# 歩留まり



## Ume

歩留まり
加工に際し、使用原料に対する製品の出来高の割合。
 ・*―をよくして、単価をさげる*​「歩留まり」の意味が理解できません。詳しく説明してくださる方、いらっしゃいますか。よろしくお願いします。​


----------



## Aoyama

歩留まり＝"yield"
原料の使用量に対する製造品の量の比率。
歩留まりがいい＝ [using XX] will increase the efficiency ...


----------



## Ume

Aoyamaさん、ご回答ありがとうございます。
実は、まだ理解できていません。


----------



## azmi

こんにちは

材料を加工して製品を作るときに、、良品以外に、不良品となってしまうものも、あります。
良品と、不良品の比率が歩留まり（ぶどまり）です
歩留まりが良い：不良品の発生率が少なく材料を有効に利用できていること
歩留まりが悪い：不良品の発生率が多く無駄が多くなっている

ことだと、思います。


----------



## mikun

Hi,
AOYAMA　さんの説明が広辞苑にかいてあります。
例えば1枚の牛革から靴を作るときに全ての皮が使える訳ではありません。靴の型を打ち抜いて最後に打ち抜けない皮が残ります。
最初の一枚皮の量と最終的に靴として打ち抜けた皮の量の比が歩留まりです。歩留まりを良くするために皆さん努力しているようで最高は金沢の蒔絵でしょうか。使用する金箔の歩留まりを良くする為、散らばった金箔をほうきで集めるのは当然のこととして最後は餅にくっつけて回収するようです。


----------



## rukiak

Umeboshi said:


> 「歩留まり」の意味が理解できません。詳しく説明してくださる方、いらっしゃいますか。よろしくお願いします。
> ​http://dic.yahoo.co.jp/dsearch?enc=UTF-8&p=ぶどまり&dtype=0&stype=1&dname=0ss​




Umeboshiさんは日本人でしょうか？
よけいなおせっかいでしょうが、languageのプロフィールは日本語とか英語とかきちんと書いておいたほうがいいかと。そのほうが、回答者も、ポイントをしぼって説明しやすいでしょうから。

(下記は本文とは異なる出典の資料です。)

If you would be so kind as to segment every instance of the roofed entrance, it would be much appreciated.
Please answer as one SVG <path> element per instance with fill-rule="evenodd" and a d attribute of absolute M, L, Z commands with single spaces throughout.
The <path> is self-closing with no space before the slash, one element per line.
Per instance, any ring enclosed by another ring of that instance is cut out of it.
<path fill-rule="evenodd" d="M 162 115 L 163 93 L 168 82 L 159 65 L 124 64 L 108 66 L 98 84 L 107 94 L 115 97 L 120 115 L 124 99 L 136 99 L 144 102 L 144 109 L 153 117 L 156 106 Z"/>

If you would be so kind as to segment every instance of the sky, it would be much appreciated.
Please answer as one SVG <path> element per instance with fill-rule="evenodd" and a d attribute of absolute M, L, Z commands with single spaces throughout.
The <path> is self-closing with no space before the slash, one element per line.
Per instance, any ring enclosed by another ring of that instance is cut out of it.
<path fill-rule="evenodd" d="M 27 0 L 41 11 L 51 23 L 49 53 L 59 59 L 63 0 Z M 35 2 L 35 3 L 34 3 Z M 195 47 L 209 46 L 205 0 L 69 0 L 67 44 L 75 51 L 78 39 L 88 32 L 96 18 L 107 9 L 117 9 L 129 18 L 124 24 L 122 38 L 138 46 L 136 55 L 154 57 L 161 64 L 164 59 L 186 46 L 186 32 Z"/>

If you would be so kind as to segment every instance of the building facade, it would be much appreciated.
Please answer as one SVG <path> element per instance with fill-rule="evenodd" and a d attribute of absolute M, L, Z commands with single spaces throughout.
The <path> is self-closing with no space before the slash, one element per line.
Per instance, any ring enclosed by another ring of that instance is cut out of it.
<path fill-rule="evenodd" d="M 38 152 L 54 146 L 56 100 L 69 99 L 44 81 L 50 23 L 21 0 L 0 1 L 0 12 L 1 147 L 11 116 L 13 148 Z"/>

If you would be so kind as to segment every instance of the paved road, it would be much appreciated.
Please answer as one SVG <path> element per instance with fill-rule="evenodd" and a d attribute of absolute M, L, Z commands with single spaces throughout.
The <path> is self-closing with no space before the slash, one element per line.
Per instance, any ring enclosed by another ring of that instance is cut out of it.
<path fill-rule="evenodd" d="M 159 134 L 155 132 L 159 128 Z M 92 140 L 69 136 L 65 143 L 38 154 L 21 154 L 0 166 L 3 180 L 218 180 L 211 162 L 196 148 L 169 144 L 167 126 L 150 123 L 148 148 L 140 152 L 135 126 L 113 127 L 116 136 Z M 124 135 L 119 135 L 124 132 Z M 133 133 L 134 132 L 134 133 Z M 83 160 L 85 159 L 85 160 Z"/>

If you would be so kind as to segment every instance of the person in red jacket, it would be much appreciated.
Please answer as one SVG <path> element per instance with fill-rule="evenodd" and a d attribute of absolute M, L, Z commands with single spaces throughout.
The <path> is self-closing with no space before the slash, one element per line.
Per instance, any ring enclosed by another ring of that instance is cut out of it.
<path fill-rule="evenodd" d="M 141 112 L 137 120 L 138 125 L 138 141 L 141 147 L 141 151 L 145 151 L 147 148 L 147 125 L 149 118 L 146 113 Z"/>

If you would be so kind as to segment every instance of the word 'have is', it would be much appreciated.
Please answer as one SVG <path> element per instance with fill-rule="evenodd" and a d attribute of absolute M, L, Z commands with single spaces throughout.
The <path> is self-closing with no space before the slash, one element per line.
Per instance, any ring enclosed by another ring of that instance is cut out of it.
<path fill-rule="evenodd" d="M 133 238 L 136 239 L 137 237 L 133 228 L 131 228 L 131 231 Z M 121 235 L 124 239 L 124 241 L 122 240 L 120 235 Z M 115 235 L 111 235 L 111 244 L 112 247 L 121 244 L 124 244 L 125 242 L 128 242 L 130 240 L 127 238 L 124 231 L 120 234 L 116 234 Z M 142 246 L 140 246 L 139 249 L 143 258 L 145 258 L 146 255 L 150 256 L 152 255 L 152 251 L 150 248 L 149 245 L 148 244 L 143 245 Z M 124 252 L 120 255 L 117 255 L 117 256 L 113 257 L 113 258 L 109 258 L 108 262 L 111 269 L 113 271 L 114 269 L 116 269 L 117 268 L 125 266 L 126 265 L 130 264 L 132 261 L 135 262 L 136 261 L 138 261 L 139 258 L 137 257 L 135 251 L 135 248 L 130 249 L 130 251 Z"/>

Umeboshiさんが日本人と仮定して、説明します。
yahooやgoogleで「歩留まり」と書いて検索ボタンを押せば、意味はもちろん、用例、用途に応じたニュアンスの違い、がでてきます。先ほどチェックしましたが、あれ以上の説明はないかと思います。
歩留まりは専門用語ですが、yahooやgoogleで検索して、１ページ目にでてくる１０件くらいだけでも目を通せば感じはつかめると思います。ここで質問するよりも確実だと思います。（もっと要点を絞られた質問や、他言語、他文化的な質問の場合は別ですが。）

もし、特定の用途での「歩留まり」の意味をお探しであるのなら、どの辺が分からないのかを詳細に付記したほうがレスがつきやすいと思います。​


----------



## Wishfull

Hi.
There was no 歩留まり　in my dictionary.
I didn't have that vocabulary until now.


----------



## wathavy

歩留まり＝良品率　です。
歩留まりが良い＝良品率が高い
歩留まりが悪い＝不良率が高い　（良品率が低い）

歩留まりという言葉自体は、私（日本人）ですらよく解って使っていません。
単純に、歩留まり＝直行率＝良品として、最後の工程まで製造される製品の割合
と理解しているだけです。

歩み（あゆみ）がとどまる（留まる）率。つまり、工場の中の、正常な製品の通る道から外れずに、前に歩く道に留まっているというようなニュアンスかもしれません。

どうでしょうか？


----------



## Flaminius

保留・貯蔵(とどめること)のできる製造物の割合ということではないでしょうか。確かに修飾要素が後置されるのは通常の順序ではありませんが、歩には歩合など比率を表す用法があります。


----------



## Ume

みなさん、ありがとうございます。


----------